Elide a ratos se movía, a ratos se sentaba en la silla de
paja, le daba indicaciones. Él, en cambio, era la hora en que estaba
descansado, no paraba, quería hacerlo todo, pero siempre un poco distraído, con
la cabeza ya en otra parte. En esos momentos a veces estaban a punto de chocar,
de decirse unas palabras hirientes, porque Elide hubiera querido que él
estuviera más atento a lo que ella hacía, que pusiera más empeño, o que fuera
más afectuoso, que estuviera más cerca de ella, que le diera más consuelo. En
cambio Arturo, después del primer entusiasmo porque ella había vuelto, ya
estaba con la cabeza fuera de casa, pensando en darse prisa porque tenía que
marcharse.
La mesa puesta, con todo listo y al alcance de la mano para
no tener que levantarse, llegaba el momento en que los dos sentían la zozobra
de tener tan poco tiempo para estar juntos, y casi no conseguían llevarse la
cuchara a la boca de las ganas que tenían de estarse allí tomados de las manos.
Pero todavía no había terminado de filtrarse el café y él ya
estaba junto a la bicicleta para ver si no faltaba nada. Se abrazaban. Parecía
que sólo entonces Arturo se daba cuenta de lo suave y tibia que era su mujer.

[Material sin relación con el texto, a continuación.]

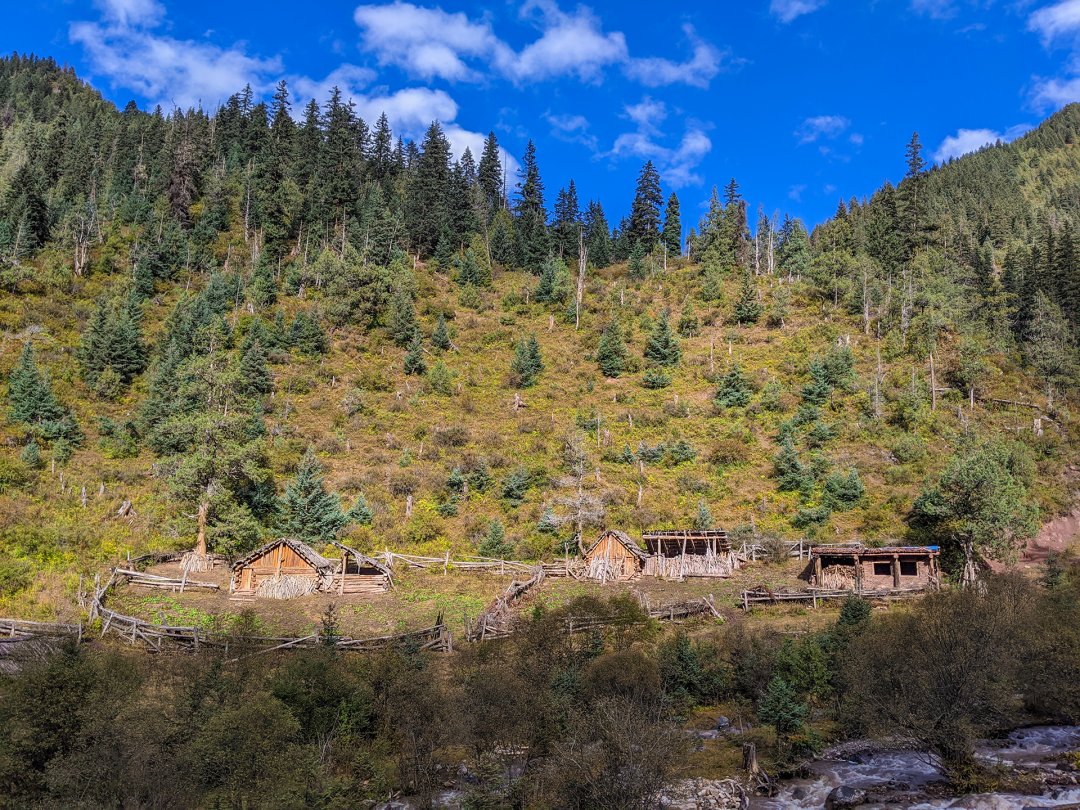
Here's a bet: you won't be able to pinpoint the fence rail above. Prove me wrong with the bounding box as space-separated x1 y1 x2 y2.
742 588 928 610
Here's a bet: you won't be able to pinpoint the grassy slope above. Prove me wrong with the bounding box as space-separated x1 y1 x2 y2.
0 244 1064 613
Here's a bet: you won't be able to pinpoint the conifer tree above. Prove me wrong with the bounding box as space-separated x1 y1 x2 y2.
431 312 453 351
387 288 420 348
734 270 762 324
8 342 66 426
661 191 683 258
585 200 611 268
596 321 626 377
476 132 505 221
626 242 649 281
281 447 348 543
626 160 663 247
405 329 428 377
239 340 273 395
515 140 549 272
645 310 683 366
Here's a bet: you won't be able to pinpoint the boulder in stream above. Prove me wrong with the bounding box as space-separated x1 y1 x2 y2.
825 785 866 810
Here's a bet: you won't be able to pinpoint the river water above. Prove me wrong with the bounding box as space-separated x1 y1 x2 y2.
751 726 1080 810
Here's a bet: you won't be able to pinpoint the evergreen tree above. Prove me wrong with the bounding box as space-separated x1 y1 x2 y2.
626 160 663 253
553 179 582 257
645 310 683 366
431 312 453 351
387 288 420 348
596 321 627 377
626 242 649 281
405 329 428 377
734 270 762 324
714 363 751 408
476 132 505 221
281 447 348 543
585 200 611 268
515 140 549 272
238 340 273 396
661 191 683 257
8 342 67 434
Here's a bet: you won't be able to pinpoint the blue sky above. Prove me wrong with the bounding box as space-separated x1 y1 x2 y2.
6 0 1080 225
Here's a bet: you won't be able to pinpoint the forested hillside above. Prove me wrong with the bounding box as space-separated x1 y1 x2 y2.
0 56 1080 613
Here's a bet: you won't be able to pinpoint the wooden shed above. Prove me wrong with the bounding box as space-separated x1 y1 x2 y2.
642 529 739 579
806 543 941 593
582 529 647 582
229 538 391 599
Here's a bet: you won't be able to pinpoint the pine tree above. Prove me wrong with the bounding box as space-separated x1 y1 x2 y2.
239 340 273 396
515 140 549 272
714 363 751 408
510 335 543 388
476 517 514 559
405 329 428 377
734 270 762 324
585 200 611 268
431 312 453 351
626 160 663 253
476 132 505 222
8 342 67 426
645 310 683 366
280 447 348 543
661 191 683 258
596 321 626 377
626 241 649 281
387 288 420 348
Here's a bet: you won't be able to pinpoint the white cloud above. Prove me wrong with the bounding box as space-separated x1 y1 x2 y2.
626 24 724 87
934 124 1031 163
353 0 723 87
69 14 282 108
795 116 851 144
353 2 510 81
94 0 165 26
608 96 713 188
1031 77 1080 110
769 0 826 24
1027 0 1080 43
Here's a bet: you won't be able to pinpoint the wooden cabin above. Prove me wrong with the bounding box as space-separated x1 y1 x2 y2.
229 538 391 599
642 529 739 579
582 529 647 582
805 543 941 593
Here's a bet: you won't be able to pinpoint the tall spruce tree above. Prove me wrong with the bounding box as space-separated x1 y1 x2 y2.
645 310 683 366
280 447 348 543
626 160 664 253
661 191 683 257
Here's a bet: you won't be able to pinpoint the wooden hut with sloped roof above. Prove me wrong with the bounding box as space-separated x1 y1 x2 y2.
642 529 739 579
804 543 941 593
582 529 648 582
229 537 391 599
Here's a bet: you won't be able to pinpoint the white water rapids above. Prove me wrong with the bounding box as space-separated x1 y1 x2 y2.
751 726 1080 810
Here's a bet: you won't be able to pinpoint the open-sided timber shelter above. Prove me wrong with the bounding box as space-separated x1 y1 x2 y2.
229 537 392 599
582 529 647 582
642 529 739 579
806 543 940 593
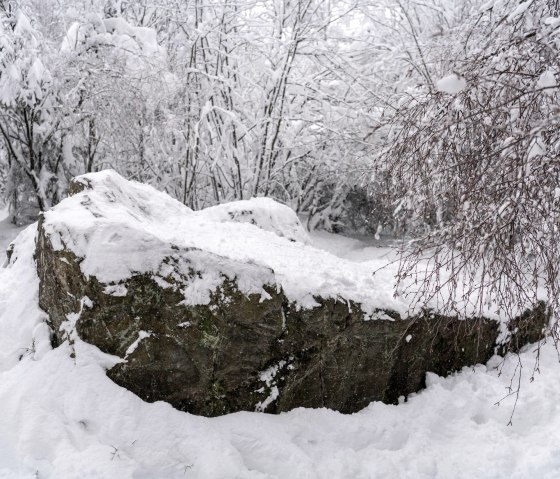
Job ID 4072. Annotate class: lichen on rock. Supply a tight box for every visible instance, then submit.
[31,172,546,416]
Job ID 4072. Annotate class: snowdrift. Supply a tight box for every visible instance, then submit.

Pero cargaba al hombro la barra de la bici y bajaba con cuidado la escalera.
Elide lavaba los platos, miraba la casa de arriba abajo, las
cosas que había hecho su marido, meneando la cabeza. Ahora él corría por las
calles oscuras, entre los escasos faroles, quizás ya había dejado atrás el
gasómetro. Elide se acostaba, apagaba la luz. Desde su lado, acostada, corría
una pierna hacia el lugar de su marido buscando su calor, pero advertía cada
vez que donde ella dormía estaba más caliente, señal de que también Arturo
había dormido allí, y eso la llenaba de una gran ternura.